Ai fini della variazione dei costi e dei prezzi, gli indici sintetici possono essere disaggregati, in quanto la ratio della disciplina è quella di consentire l’applicazione di diversi indici ISTAT ai servizi o forniture rientranti in più CPV, garantendo un aggiornamento dei prezzi coerente con le effettive dinamiche di mercato.
BOX: l’Allegato II.2-bis rappresenta una vera e propria guida per la corretta individuazione degli indici da prendere in considerazione e, anche in questo caso, la disciplina è stata differenziata a seconda che si tratti di contratti di lavori o di servizi e forniture.
7. Considerazioni conclusive
La revisione dei prezzi negli appalti pubblici, ridefinita dal d.lgs. 36/2023 e dal correttivo d.lgs. 209/2024, segna un passaggio fondamentale verso un sistema più strutturato e trasparente. Il superamento del modello discrezionale, sostituito da un meccanismo automatico e oggettivo, garantisce maggiore certezza giuridica.
L’introduzione di clausole revisionali obbligatorie e l’applicazione di soglie predefinite consentono di preservare l’equilibrio contrattuale, tutelando sia gli operatori economici sia l’interesse pubblico. Il principio di conservazione dell’equilibrio contrattuale, sancito dall’art. 9 del Codice, si afferma come un elemento essenziale della contrattualistica pubblica, rafforzando la stabilità delle prestazioni economiche nel tempo.
Inoltre, la differenziazione degli indici ISTAT e la previsione di parametri settoriali contribuiscono a una maggiore aderenza alla realtà economica e a una distribuzione più equa degli oneri finanziari.
In definitiva, l’attuale configurazione della revisione prezzi rappresenta una tappa evolutiva decisiva nella gestione degli appalti pubblici.
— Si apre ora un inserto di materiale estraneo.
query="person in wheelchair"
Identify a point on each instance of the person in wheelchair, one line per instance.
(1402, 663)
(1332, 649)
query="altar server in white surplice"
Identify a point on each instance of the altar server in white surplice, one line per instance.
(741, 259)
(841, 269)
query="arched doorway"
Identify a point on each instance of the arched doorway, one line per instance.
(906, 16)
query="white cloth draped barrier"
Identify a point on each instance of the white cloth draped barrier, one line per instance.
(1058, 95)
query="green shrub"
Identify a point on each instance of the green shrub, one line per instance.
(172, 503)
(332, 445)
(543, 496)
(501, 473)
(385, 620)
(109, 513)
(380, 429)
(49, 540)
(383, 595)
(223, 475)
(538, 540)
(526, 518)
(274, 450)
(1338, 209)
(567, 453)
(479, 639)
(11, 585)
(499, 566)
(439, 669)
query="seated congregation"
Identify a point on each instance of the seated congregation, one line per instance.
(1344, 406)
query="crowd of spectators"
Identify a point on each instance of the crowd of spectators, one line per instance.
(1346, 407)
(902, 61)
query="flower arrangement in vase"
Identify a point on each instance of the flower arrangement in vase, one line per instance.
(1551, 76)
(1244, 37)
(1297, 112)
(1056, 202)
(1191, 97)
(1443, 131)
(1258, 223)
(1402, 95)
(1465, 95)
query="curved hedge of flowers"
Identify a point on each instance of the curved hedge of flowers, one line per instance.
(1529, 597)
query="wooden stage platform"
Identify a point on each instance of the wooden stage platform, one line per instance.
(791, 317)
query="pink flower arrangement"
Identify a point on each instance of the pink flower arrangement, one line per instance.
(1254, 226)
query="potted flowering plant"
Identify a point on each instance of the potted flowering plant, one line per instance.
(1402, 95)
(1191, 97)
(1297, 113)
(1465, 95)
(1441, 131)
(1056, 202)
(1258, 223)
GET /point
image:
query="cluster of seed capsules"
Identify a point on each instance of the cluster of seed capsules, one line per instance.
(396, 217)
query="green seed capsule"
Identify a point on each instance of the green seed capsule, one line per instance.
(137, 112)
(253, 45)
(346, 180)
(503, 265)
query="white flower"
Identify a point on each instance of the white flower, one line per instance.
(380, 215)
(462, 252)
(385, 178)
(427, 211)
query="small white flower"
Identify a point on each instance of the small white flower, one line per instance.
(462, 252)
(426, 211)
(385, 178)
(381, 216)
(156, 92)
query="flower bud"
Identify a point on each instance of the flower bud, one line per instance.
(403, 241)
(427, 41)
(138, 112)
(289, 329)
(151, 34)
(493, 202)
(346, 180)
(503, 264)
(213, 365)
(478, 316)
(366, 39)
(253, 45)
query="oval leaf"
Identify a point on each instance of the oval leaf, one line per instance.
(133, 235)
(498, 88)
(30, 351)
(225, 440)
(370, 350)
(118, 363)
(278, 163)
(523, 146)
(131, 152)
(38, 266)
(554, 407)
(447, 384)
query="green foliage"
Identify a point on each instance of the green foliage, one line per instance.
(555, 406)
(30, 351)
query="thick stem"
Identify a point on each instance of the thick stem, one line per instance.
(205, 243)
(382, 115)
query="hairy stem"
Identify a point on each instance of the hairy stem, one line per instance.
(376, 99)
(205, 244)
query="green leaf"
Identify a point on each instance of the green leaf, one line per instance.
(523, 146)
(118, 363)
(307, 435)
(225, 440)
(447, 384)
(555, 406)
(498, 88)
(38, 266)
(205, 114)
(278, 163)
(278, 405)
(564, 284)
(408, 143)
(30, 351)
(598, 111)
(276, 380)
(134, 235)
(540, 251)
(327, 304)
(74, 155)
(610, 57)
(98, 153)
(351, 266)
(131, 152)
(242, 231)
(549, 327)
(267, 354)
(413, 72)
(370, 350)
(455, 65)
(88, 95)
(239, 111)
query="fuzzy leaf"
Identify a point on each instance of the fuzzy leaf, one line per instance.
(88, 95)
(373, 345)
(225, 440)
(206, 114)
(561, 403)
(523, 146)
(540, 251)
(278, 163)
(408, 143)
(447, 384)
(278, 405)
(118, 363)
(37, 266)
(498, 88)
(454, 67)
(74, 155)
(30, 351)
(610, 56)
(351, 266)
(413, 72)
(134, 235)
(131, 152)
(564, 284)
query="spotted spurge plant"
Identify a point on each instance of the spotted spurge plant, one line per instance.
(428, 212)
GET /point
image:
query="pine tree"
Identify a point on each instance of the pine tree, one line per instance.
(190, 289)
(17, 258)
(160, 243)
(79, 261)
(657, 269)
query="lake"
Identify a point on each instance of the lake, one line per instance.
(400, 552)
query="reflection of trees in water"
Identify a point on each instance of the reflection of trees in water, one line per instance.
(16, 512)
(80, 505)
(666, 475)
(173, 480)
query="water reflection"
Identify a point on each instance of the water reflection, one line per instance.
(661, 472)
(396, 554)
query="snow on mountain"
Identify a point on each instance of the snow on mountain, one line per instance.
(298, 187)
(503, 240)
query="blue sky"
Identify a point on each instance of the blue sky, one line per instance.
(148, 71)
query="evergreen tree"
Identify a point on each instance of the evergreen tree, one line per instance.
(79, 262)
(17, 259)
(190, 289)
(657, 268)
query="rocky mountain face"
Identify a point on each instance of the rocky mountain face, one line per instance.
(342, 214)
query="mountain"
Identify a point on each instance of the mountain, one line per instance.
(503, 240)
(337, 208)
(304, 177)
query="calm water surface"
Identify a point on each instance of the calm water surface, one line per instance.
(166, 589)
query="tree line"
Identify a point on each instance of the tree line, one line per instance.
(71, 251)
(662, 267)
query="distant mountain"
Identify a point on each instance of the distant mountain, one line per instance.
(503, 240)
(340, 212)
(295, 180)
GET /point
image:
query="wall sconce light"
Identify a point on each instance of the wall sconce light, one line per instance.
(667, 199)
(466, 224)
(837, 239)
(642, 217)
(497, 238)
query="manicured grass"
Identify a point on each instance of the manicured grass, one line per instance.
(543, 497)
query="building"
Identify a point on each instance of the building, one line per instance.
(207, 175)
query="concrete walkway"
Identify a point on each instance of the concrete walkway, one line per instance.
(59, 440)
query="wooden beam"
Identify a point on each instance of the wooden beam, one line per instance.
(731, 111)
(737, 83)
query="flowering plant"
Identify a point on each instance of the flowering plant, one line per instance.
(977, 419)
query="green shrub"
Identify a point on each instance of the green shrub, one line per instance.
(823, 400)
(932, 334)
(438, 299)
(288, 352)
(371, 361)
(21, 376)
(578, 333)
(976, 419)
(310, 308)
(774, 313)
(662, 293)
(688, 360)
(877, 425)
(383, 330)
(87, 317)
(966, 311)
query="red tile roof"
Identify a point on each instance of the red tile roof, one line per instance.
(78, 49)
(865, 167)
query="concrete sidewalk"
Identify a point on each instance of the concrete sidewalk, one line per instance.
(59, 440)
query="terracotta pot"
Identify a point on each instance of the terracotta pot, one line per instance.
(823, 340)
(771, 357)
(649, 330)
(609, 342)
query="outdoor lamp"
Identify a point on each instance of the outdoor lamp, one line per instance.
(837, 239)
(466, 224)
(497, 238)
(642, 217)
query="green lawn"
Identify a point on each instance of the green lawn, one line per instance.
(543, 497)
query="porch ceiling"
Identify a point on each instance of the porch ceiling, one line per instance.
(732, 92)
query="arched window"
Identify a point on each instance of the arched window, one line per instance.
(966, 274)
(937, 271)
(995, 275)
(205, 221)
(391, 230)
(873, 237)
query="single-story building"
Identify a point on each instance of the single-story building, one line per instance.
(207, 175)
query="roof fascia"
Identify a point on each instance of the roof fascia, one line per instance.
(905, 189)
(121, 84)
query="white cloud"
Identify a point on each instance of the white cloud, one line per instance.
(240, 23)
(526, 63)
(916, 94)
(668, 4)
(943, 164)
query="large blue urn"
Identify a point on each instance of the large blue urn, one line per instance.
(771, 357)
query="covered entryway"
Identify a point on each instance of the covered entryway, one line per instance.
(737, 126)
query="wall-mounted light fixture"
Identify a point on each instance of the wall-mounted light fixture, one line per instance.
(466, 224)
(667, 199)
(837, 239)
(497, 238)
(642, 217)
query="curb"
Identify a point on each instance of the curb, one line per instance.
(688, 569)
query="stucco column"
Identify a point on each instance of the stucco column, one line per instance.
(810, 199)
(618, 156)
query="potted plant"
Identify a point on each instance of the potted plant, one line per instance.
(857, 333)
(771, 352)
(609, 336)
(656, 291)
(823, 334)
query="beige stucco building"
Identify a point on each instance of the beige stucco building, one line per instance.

L’equilibrio tra la tutela degli operatori economici e la sostenibilità della spesa pubblica viene garantito attraverso strumenti chiari, prevedibili e improntati a efficienza, trasparenza e certezza del diritto.
BOX: L’equilibrio tra la tutela degli operatori economici e la sostenibilità della spesa pubblica viene garantito attraverso strumenti chiari, prevedibili e improntati a efficienza, trasparenza e certezza del diritto.